Developing a deep understanding and application of quality improvement across our health and care systems will require us to continue using improvement tools for daily problem solving, while also using rigorous time limited quality improvement projects for more complex problems. We will need to continue building skills, incentives, and learning mechanisms. Lastly, because modern healthcare is interconnected, many opportunities for improvement will lie in applying quality improvement across boundaries. Thus we need to apply quality improvement over whole systems, as well as within individual organisations.
Key messages.
Quality improvement tools have been applied during the covid-19 pandemic in a range of healthcare settings to standardise and improve processes, to measure change, and to test and implement intervention
An opportunity exists to build on the widespread change that has been led by healthcare staff at the point of care and embed the rigour of quality improvement without the jargon and bureaucracy that might have stifled past efforts
Approaches to improvement offer valuable ways for dealing with complex problems, even in pressurised situations
Sustained success is likely to require commitment to the chosen improvement method and for tools to be seen as part of a discipline of continuous improvement
Competing interests: We have read and understood BMJ policy on declaration of interests and have no relevant interests to declare.
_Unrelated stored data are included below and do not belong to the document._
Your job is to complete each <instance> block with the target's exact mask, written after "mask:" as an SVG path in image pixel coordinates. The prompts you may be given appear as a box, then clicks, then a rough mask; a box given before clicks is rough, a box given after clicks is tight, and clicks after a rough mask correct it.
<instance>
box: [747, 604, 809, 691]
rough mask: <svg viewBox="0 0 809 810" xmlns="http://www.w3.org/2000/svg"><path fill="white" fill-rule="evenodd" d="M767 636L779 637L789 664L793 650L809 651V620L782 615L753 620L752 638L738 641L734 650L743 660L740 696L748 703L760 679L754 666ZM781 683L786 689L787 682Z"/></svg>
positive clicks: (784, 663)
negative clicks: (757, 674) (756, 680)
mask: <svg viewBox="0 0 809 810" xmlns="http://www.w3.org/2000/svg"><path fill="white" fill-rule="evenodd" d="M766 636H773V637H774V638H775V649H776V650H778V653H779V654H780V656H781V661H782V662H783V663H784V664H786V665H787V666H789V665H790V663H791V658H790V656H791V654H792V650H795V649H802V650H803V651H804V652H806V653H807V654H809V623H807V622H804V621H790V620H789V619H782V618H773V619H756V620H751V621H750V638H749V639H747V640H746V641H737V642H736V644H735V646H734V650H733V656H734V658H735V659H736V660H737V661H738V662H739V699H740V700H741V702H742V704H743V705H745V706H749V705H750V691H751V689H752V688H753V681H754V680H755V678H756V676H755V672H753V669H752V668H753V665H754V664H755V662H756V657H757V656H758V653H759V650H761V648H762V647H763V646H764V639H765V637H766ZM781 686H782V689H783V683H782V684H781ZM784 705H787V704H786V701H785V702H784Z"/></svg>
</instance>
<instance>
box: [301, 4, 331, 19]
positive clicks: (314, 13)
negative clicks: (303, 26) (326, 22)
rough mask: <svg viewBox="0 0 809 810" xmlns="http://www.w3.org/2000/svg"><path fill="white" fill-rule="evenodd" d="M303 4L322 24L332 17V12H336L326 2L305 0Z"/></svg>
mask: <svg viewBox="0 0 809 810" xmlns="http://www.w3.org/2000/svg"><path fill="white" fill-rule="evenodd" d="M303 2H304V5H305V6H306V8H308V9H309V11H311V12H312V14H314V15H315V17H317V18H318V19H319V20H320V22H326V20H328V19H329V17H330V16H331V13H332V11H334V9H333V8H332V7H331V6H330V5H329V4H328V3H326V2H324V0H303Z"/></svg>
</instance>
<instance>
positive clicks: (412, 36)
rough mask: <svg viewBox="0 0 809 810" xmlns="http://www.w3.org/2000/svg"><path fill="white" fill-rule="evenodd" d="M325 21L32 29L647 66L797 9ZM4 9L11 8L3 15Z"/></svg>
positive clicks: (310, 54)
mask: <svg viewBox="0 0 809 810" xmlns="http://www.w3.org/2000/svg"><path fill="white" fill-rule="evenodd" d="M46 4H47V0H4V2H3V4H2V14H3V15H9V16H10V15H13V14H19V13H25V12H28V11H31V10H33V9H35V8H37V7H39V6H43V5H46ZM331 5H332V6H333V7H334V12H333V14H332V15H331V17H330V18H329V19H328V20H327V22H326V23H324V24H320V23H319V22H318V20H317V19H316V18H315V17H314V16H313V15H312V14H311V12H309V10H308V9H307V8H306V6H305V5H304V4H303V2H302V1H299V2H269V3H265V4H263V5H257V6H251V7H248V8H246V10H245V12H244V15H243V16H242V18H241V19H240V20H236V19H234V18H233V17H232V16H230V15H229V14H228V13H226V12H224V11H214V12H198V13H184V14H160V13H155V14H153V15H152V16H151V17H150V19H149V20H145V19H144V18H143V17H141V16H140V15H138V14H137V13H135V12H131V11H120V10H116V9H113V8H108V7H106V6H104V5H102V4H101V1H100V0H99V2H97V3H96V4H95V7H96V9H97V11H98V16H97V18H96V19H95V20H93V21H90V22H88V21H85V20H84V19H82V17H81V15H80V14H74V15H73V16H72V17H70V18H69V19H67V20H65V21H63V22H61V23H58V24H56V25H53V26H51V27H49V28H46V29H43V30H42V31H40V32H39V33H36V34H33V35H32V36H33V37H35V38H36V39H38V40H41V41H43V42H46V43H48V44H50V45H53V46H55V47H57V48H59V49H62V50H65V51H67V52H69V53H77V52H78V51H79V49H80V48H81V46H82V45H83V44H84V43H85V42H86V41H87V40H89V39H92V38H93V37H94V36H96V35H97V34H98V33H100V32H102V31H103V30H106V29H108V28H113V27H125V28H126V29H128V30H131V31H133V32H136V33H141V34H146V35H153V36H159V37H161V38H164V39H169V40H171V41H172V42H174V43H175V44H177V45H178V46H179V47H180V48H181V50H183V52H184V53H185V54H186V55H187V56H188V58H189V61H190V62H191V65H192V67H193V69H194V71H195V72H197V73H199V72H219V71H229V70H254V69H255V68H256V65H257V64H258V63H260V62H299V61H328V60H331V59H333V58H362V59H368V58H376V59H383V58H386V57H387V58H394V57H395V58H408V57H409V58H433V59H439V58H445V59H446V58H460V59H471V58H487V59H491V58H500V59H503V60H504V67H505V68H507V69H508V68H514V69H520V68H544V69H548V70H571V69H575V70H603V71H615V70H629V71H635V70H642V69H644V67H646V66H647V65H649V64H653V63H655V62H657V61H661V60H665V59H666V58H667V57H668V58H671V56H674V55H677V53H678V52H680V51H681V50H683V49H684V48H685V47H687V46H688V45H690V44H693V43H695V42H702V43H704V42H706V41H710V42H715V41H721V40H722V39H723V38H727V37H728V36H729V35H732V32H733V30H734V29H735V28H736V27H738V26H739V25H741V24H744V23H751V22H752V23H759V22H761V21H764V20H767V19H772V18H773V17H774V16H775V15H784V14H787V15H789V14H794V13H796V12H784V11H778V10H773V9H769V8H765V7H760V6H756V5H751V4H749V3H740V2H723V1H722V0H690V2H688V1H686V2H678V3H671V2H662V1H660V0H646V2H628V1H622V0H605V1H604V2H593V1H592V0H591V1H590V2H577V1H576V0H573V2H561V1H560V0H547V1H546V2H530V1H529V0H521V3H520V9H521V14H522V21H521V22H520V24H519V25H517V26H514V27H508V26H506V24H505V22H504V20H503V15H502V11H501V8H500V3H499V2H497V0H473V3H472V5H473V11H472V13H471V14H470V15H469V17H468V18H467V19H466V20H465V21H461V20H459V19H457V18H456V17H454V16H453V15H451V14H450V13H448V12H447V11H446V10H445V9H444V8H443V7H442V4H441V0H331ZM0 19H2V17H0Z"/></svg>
Provenance and peer review: Commissioned; externally peer reviewed.
This article is part of a series commissioned by The BMJ based on ideas generated by a joint editorial group with members from the Health Foundation and The BMJ, including a patient/carer. The BMJ retained full editorial control over external peer review, editing, and publication. Open access fees and the quality improvement editor post of The BMJ are funded by the Health Foundation.